なお、市町村の公共工事においても、国や県の工事における特定建設資材廃棄物の再資源化により得られた物の利用促進のための方策に準じた取組を行う必要がある。
第6章 分別解体等、再資源化等及び再資源化により得られた物の利用の意義に関する知識の普及のための広報・啓発活動に関する方策
特定建設資材廃棄物に係る分別解体等及び特定建設資材廃棄物の再資源化等は、実施義務を負う者が該当義務を確実に履行することが重要である。
このため、県及び市町村は、発注者及び施工者が特定建設資材に係る分別解体等及び特定建設資材廃棄物の再資源化等の義務を理解し、当該義務を適正に実施するよう、関係機関・関係団体等と連携を図り、必要に応じて講習会の実施、資料の提供等を行い正しい知識の普及と啓発を推進する。
さらに、再資源化により得られた物の利用については、発注者ができる限り利用することが重要であることから、必要に応じて講習会の実施、資料提供等を行い正しい知識の普及と啓発を図る。
第7章 その他特定建設資材に係る分別解体等及び再資源化等の促進等に関する重要事項
1 分別解体等及び特定建設資材廃棄物の再資源化等に要する費用を建設工事の請負代金の額に適正に反映させるための事項
特定建設資材に係る分別解体等及び特定建設資材廃棄物の再資源化等を適正に実施するためには、その費用を発注者及び受注者間で適正に負担されることが必要である。
このため、受注者は、分別解体及び建設資材廃棄物の再資源化等を適正に行うことができる費用を請負代金として受け取ることができるよう、分別解体等の実施を含む建設工事の内容を発注者に十分に説明する必要がある。
また、対象建設工事の受注者間においても、分別解体等及び建設資材廃棄物の再資源化に要する費用が適正に負担されることが必要である。
2 分別解体等及び建設資材廃棄物の処理等の過程における有害物質等の発生の抑制に関する事項
建設資材廃棄物の処理等の過程においては、「廃棄物処理法」、「大気汚染防止法(昭和四十三年法律第九十七号)」、「ダイオキシン類対策特別措置法(平成十一年法律第百五号)」、「労働安全衛生法(昭和四十七年法律第五十七号)」等の関係法令を遵守し、有害物質等の発生の抑制や周辺環境への影響の防止を図らなければならない。
また、建設資材廃棄物の処理等の過程においては、フロン類、非飛散性アスベスト等の取り扱いには、十分注意し、可能な限り大気中への拡散又は飛散を防止する措置をとるよう努める必要がある。

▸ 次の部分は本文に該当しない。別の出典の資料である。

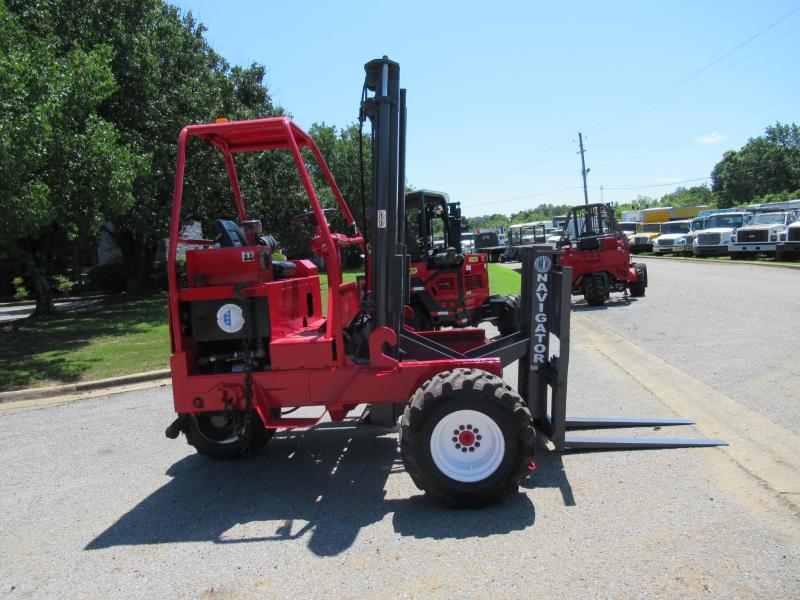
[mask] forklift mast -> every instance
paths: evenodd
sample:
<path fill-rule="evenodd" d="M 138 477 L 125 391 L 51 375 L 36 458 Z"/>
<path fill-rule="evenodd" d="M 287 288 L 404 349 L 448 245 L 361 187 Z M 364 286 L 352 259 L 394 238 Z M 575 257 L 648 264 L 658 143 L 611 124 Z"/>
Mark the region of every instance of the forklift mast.
<path fill-rule="evenodd" d="M 400 332 L 408 301 L 405 240 L 406 91 L 400 89 L 400 65 L 384 56 L 364 65 L 362 113 L 372 125 L 372 206 L 367 210 L 372 239 L 371 298 L 373 329 Z M 372 92 L 372 96 L 369 96 Z M 392 354 L 397 356 L 397 348 Z"/>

防腐や防蟻のための木材にCCA(クロム、銅及びヒ素化合物系木材防腐剤をいう。以下同じ。)を注入した部分(以下「CCA処理木材」という。)については、不適当な焼却を行った場合にヒ素を含む有毒ガスが発生するほか、焼却灰に有害である六価クロム及びヒ素が含まれることとなる。このため、CCA処理木材については、それ以外の部分と分離・分別し、それが困難な場合には、CCAが注入されている可能性がある部分を含めてこれをすべてCCA処理木材として焼却又は埋め立てを適正に行う必要がある。

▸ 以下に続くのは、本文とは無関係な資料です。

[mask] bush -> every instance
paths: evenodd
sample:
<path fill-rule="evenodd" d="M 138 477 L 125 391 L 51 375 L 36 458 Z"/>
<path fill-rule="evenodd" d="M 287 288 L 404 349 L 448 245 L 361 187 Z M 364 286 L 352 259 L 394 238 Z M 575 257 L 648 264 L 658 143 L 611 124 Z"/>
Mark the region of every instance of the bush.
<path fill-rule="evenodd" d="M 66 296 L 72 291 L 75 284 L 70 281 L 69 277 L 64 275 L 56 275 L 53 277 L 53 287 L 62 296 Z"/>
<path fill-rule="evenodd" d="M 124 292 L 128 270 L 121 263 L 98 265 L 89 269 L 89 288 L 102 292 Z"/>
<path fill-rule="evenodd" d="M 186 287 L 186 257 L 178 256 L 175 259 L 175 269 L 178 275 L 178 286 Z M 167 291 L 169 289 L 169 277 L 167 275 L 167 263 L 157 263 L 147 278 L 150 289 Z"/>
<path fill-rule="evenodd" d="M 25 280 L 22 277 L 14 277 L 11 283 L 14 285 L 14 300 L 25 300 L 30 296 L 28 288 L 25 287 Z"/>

PCBを含有する電気機器等についても、これら建築物等の内部に残置しないようにする必要があため、建築物等の解体に先立ち、これらは撤去され、「廃棄物処理法」に従って適正に措置されなければならない。
3 本指針の見直し等
県は、法の施行状況、特定建設資材廃棄物の分別解体等及び再資源化等の状況及び再資源化施設等の立地状況、社会経済状況の変化を踏まえ、適宜、本指針の内容について見直しを行うなど、必要な措置を講ずることとする。